The third concern is related to the wording of the criteria. The most common concern is related to determining tolerance based on time (Billieux et al., 2015; Griffiths et al., 2016; Ko & Yen, 2014; Krossbakken et al., 2017). Chronic cases spent a large amount of time gaming and could not further prolong gaming time (Ko, 2014). Several scholars have suggested that diminished levels of gaming satisfaction because of prolonged gaming activity can represent tolerance (Griffiths et al., 2016; King & Delfabbro, 2016; Ko & Yen, 2014). A study reported that tolerance was critical in identifying individuals with GD (Rehbein, Kliem, Baier, Mößle, & Petry, 2015b), whereas another determined that it was not a valid criterion (Lee et al., 2017), depending on the interpretation of tolerance.

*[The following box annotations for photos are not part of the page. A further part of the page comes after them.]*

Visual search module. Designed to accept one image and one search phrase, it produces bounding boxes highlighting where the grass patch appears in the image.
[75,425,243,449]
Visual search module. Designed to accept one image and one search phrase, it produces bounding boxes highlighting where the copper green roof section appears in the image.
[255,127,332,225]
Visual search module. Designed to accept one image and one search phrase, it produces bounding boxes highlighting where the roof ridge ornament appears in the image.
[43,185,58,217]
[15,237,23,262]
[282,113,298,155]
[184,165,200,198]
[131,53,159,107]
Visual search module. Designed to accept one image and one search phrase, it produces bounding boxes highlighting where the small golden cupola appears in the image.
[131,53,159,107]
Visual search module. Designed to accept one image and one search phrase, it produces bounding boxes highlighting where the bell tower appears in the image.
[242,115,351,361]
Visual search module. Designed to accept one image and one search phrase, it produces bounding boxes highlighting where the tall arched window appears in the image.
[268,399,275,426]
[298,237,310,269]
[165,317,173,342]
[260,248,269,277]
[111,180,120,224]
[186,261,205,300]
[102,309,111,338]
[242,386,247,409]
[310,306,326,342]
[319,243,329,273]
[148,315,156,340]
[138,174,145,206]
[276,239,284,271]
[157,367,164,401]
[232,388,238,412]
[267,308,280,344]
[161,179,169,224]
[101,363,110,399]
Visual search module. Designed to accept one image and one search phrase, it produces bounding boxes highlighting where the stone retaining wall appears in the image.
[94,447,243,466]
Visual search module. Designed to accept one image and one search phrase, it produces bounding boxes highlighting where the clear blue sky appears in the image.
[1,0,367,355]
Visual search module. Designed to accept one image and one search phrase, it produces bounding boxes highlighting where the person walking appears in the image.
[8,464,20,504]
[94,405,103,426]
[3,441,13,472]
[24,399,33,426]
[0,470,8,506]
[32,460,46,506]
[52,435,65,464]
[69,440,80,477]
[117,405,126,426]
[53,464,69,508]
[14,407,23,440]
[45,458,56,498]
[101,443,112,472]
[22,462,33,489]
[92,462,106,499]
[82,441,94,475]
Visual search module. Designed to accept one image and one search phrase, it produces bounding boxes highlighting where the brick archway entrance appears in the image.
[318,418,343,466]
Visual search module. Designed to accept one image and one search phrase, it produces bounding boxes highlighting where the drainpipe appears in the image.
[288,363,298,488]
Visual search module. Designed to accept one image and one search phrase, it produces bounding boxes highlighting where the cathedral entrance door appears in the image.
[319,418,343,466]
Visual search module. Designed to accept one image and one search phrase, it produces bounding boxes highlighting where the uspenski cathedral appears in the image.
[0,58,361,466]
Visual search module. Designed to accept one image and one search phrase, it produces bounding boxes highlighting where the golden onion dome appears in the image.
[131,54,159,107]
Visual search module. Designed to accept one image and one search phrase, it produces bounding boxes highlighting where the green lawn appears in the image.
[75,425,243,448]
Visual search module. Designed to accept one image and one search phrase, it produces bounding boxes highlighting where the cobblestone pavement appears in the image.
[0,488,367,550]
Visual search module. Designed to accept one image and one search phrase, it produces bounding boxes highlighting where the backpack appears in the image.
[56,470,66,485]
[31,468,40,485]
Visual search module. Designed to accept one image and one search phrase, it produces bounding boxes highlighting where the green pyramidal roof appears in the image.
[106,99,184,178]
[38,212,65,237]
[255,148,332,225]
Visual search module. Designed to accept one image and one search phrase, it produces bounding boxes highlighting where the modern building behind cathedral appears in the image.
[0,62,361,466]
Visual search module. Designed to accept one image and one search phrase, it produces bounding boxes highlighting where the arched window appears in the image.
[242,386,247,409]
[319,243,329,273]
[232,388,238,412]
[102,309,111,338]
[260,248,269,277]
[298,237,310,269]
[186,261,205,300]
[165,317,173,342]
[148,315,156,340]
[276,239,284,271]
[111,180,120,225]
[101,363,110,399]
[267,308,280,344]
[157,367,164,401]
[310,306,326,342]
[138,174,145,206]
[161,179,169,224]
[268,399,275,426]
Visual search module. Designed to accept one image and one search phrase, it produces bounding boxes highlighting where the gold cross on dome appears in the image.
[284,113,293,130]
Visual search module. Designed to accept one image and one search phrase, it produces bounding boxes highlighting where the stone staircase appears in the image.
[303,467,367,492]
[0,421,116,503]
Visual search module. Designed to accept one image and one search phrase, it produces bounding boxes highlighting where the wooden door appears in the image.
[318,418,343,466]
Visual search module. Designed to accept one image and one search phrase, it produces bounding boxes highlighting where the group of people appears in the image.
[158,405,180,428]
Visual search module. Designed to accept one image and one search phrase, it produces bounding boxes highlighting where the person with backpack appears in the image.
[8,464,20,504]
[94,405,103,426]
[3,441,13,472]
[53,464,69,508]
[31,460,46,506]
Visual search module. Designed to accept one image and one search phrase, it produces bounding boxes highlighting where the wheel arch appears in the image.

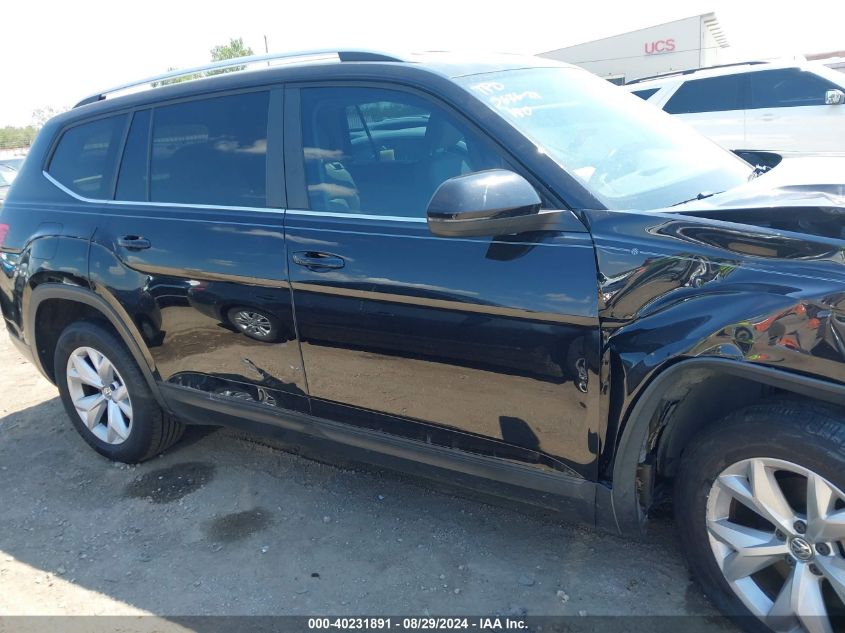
[610,358,845,535]
[24,282,169,411]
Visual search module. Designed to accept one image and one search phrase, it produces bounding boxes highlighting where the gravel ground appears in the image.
[0,320,733,631]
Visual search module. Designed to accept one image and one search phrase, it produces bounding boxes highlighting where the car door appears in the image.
[285,84,599,474]
[746,68,845,152]
[90,89,308,411]
[663,74,746,150]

Kardefelt-Winther (2014) argued that preoccupation is not necessarily an indicator of pathology. King and Delfabbro suggested that cognitive factors related to preoccupation must be clarified (King & Delfabbro, 2014b) and Griffiths et al. (2016) suggested assessing preoccupation based on their “perception of gaming as central to their lives” or “whether they could imagine their lives without gaming,” whereas Ko and Yen (2014) evaluated preoccupation based on “distraction caused by thoughts of gaming when they must concentrate on work or other important tasks” to reflect a functional disturbance. Furthermore, Király et al. (2017) demonstrated the relatively low diagnostic accuracy of preoccupation in a survey study. Therefore, varied methods have been suggested to evaluate the concept of preoccupation, which may affect performance in diagnosing GD.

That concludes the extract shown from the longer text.